Она села у туалетного столика, взяла подводку и принялась выверенным движением вести стрелку по веку, ровно-ровно над ресницами.
— Как думаешь? — спросила я. — А у меня когда-нибудь будет жених?
Не то чтобы я хотела, но меня одолело детское любопытство.
— Будет, — сказала сестра, задумчиво глядя в зеркало, словно раздумывая, рисовать ли вторую стрелку или пойти так. — Но это, конечно, должен быть очень настойчивый человек. Не думаю, что ты быстро согласишься.
— Я просто не хочу связывать жизнь с кем попало.
— Не ты связываешь жизнь с кем-то, Воображала, а жизнь с кем-то связывает тебя.

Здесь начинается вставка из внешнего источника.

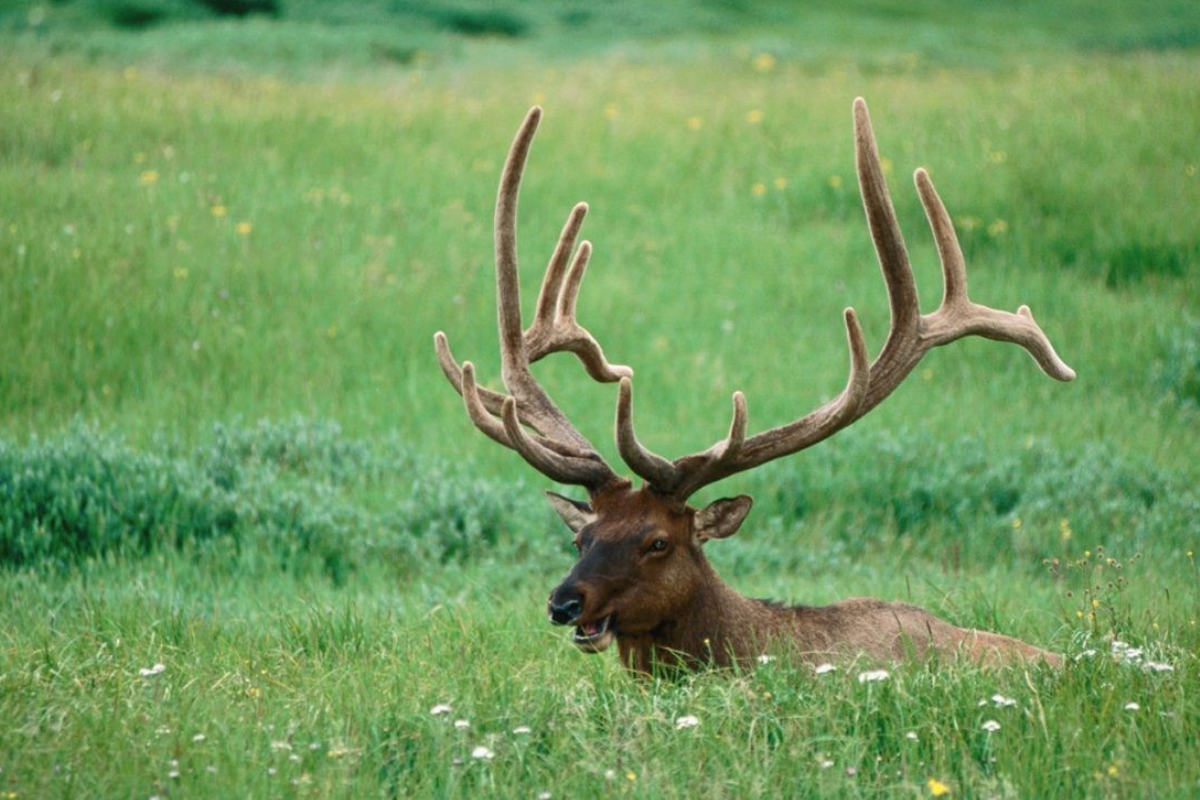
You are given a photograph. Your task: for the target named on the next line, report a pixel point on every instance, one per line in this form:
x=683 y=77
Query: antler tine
x=555 y=329
x=963 y=317
x=910 y=336
x=736 y=453
x=557 y=449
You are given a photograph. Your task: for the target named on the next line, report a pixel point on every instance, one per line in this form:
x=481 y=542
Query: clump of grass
x=298 y=493
x=1179 y=371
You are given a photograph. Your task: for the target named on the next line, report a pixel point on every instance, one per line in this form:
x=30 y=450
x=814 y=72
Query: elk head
x=642 y=578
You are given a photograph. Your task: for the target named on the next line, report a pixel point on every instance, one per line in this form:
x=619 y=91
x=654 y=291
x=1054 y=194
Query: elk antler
x=557 y=450
x=910 y=337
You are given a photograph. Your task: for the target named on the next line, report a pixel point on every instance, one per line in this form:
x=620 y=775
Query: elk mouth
x=594 y=637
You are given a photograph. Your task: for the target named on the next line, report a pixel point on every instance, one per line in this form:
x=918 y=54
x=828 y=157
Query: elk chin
x=594 y=637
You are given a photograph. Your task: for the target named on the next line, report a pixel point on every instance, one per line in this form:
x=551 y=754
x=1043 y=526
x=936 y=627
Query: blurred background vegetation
x=229 y=228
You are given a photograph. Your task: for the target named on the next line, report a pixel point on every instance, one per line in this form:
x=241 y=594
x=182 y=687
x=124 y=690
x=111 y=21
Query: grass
x=227 y=449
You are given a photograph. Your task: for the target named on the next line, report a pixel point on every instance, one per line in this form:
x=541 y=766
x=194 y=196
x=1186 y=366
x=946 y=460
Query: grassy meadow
x=251 y=546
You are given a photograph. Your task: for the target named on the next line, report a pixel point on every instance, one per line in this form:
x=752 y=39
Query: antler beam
x=558 y=450
x=910 y=337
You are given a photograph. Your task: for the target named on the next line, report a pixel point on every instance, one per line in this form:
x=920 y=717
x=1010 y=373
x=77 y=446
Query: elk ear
x=721 y=518
x=576 y=515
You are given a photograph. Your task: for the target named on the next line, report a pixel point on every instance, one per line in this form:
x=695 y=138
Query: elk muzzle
x=567 y=607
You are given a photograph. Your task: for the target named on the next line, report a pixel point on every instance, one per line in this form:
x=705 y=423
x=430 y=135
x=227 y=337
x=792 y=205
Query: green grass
x=225 y=246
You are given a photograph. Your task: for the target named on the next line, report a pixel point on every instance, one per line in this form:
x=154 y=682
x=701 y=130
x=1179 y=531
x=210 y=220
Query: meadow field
x=251 y=545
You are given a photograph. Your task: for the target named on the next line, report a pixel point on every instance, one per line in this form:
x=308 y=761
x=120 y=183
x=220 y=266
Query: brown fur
x=672 y=609
x=642 y=579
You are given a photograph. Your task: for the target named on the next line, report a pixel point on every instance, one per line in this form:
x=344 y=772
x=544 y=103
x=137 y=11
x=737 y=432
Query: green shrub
x=297 y=492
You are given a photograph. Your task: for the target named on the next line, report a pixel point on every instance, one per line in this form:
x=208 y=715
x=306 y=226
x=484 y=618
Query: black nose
x=564 y=609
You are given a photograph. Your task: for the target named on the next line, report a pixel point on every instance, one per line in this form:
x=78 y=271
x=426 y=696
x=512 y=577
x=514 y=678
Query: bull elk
x=642 y=579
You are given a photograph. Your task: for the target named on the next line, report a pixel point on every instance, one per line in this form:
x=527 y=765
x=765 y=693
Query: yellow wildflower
x=763 y=62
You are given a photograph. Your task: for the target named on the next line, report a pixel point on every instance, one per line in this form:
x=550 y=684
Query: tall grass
x=211 y=222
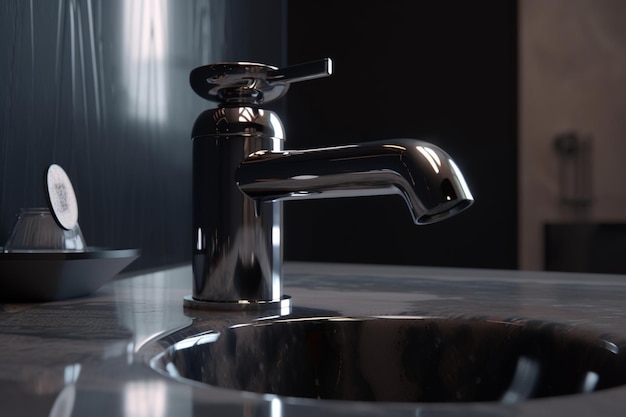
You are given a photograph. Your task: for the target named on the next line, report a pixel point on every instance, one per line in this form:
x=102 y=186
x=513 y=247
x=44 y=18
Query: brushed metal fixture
x=241 y=175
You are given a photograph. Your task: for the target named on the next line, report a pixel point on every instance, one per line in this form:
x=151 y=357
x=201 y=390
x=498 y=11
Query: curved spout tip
x=431 y=184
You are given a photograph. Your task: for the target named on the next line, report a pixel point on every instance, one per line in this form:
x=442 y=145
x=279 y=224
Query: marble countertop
x=88 y=356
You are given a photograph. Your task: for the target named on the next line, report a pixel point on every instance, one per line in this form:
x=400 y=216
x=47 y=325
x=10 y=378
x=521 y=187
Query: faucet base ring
x=283 y=305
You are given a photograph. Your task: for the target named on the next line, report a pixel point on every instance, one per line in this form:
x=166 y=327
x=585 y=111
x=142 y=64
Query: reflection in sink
x=407 y=359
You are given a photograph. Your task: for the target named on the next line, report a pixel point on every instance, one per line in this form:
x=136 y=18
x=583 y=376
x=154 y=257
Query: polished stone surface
x=89 y=356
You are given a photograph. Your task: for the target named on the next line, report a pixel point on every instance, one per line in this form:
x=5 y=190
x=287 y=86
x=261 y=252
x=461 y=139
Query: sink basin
x=399 y=358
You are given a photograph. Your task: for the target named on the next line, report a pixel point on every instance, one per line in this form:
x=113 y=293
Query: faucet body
x=237 y=255
x=241 y=175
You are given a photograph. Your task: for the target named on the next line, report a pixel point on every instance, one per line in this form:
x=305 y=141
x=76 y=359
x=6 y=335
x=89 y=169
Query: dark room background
x=101 y=88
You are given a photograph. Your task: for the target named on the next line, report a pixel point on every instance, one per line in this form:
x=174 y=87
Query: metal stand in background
x=575 y=168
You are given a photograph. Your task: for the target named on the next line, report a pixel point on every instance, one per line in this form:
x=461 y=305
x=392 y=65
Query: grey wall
x=572 y=78
x=101 y=88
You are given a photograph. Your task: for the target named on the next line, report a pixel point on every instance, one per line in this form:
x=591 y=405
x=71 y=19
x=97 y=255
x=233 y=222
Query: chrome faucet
x=241 y=175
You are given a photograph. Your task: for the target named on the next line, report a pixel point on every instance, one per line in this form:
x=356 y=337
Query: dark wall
x=441 y=71
x=101 y=88
x=82 y=86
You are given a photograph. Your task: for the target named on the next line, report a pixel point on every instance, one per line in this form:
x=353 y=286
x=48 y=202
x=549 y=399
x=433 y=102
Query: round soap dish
x=49 y=276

Я замолчала. Мне стало противно и жутковато, потому что я не хотела, чтобы жизнь связывала меня с кем-то, в этом было принуждение мне отвратительное, я не хотела сближаться с людьми.
Тогда, дорогой мой, я еще не знала, как жизнь свяжет меня с тобой, еще не испытала ужаса и позора, которые ты принес мне, и не догадывалась, насколько буквально буду связана с тобой — своей страной, своим ребенком. Я еще не знала, и в то же время что-то во мне уже испугалось, надломилось, как стекло и похолодело, как лед.

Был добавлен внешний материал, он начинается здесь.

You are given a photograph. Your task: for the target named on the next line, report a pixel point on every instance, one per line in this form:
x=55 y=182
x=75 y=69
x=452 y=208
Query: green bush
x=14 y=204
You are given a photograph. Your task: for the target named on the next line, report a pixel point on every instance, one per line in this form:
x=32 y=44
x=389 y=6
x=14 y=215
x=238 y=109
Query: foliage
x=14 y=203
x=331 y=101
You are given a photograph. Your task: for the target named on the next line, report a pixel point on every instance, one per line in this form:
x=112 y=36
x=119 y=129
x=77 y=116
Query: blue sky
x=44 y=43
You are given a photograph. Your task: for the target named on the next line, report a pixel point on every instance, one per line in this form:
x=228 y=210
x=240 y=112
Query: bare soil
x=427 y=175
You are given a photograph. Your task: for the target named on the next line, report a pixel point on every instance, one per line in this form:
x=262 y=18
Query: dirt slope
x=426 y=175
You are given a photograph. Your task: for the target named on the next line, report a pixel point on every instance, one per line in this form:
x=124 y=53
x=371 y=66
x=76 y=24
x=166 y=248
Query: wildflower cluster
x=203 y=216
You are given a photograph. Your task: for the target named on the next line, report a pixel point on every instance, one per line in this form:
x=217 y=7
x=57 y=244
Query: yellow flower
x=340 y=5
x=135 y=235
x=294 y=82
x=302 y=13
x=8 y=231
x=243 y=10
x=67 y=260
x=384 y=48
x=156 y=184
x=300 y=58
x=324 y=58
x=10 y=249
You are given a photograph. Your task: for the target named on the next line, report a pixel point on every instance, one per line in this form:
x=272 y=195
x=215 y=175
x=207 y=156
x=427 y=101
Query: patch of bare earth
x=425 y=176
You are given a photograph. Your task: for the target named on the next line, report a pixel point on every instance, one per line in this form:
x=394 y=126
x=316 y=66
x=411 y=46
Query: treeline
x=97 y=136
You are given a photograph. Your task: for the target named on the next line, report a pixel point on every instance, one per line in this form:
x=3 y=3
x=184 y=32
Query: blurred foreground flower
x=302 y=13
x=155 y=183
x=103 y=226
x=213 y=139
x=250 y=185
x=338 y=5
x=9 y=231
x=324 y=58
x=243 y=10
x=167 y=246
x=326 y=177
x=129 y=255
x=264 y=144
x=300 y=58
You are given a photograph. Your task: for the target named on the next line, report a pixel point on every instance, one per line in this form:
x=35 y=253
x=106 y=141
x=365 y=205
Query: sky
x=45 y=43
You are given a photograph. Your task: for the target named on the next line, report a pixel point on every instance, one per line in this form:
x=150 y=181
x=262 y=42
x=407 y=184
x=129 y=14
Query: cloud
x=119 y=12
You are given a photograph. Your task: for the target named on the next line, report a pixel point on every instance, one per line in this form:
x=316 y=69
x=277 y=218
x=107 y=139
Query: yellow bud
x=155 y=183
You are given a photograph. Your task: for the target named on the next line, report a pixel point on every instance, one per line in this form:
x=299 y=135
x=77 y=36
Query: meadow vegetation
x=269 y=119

— Но он будет любить тебя, Воображала, — сказала сестра. — Потому что ты нежная и сама способна к любви. Она захочет добиться этого от тебя, потому что при встрече ты будешь холодна, но он почувствует, сколько тепла ты способна дать и захочет его.
Все это были пустые, девичьи разговоры, вызывающие романтическое возбуждение истории, которые никогда не сбываются, и тогда я испытала от ее слов восторг и вдохновение, а потом долгое время представляла себя героиней какой-то мутной любовной истории, где мужчина не был никем конкретным и не имел определенного лица, меняя облик вместе с моими пристрастиями к знаменитым актерам. Я и представить себе не могла, дорогой мой, тебя. Ты насмешка над мечтами маленькой девочки. Ты смел, потому что твой разумом затуманен. Ты добр, но способен на невероятную жестокость. Ты красив, но эту красоту не оценишь, потому что ты ведешь себя так, словно у тебя нет тела. Ты обаятелен, и в то же время нереален, словно актер, пользующийся эффектом отчуждения, не проживающий, но лишь показывающий.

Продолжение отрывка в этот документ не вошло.